Unlimited Potential

Apollo 11 — July 1969

Provide ship or sails adapted to the heavenly breezes, and there will be some who will not fear even that void [of space]… So, for those who will come shortly to attempt this journey, let us establish the astronomy: Galileo, you of Jupiter, I of the Moon.

Johannes Kepler in a letter to Galileo Galilei,
April 1610 with reference to their respective
studies of the moon and Jupiter.

Only a century after Christopher Columbus sailed into the mysterious unknown across the sea on his bold adventure that discovered America for western civilization, Johannes Kepler, pioneering astronomer and physicist, envisioned a time that ships would be built to “sail the void between the stars” and hailed the men who would step forth to sail them.

A bare three centuries later, and only a few decades after the age of feeble wooden sailing ships gave way to ships of iron and steel, men took to the skies in winged craft. And then again, less than seventy years after the first propeller-driven airplane made of sticks, wire, and cloth lofted a man above the ground, the United States of America launched men in rockets on their first explorations across the void of space to the moon.
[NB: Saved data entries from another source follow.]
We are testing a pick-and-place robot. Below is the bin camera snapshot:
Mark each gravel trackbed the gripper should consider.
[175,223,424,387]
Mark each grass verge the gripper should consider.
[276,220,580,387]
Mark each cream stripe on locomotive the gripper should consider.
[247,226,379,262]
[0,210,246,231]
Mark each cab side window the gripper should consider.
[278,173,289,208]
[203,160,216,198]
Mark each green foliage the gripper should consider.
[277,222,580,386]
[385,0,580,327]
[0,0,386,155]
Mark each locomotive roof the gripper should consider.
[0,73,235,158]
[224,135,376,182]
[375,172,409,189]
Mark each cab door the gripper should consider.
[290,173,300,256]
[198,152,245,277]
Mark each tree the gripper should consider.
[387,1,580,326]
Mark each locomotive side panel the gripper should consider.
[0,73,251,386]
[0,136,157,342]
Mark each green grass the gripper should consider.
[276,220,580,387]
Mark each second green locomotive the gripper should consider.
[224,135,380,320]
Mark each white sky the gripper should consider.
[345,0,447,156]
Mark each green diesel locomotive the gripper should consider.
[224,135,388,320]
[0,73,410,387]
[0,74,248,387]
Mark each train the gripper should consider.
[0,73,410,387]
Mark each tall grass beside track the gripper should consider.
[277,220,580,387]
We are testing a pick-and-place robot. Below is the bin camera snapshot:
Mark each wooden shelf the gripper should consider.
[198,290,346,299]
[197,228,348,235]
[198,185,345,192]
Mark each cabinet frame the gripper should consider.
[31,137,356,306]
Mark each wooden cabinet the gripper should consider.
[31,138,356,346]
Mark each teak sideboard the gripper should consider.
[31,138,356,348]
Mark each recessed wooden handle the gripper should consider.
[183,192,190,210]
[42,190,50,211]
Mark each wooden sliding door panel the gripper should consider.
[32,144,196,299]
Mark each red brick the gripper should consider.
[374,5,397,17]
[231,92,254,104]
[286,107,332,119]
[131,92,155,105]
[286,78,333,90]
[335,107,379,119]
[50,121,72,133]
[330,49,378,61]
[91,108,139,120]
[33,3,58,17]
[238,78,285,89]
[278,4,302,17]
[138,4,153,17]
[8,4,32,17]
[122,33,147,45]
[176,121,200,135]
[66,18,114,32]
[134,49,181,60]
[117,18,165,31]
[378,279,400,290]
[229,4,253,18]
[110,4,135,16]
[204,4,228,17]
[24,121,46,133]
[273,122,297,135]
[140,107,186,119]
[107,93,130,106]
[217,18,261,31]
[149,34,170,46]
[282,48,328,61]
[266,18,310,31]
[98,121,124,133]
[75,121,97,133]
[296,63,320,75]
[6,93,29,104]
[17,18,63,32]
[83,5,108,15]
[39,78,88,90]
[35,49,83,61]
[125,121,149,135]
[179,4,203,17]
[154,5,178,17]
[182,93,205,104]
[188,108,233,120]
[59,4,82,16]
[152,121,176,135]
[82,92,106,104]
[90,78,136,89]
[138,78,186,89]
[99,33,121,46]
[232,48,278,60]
What is it within mankind that drives us to explore? And, perhaps even more bewildering and more importantly, what is it within a man like Johannes Kepler — who lived at a time when mankind’s feet had never in the history of the world left the solid surface of the earth, and who was taking mankind’s first glimpses of far-off worlds through a simple telescope — what is it that made him able to even imagine that one day ordinary mortal human beings would be able to launch themselves into the void of space to touch those unimaginably distant worlds?

Kepler was under no delusion of such a journey being easy. It’s true that he was merely beginning to peer at the heavens through a primitive telescope of his own invention (an improvement on the original by Galileo) but, as an astronomer, he was both mathematician and physicist. He himself had calculated the almost unimaginably vast distances to even the closest objects in interplanetary and even interstellar space. And yet he was still able to make a statement so bold as to say with assurance that men would eventually set sail in ships to the worlds he could just barely see.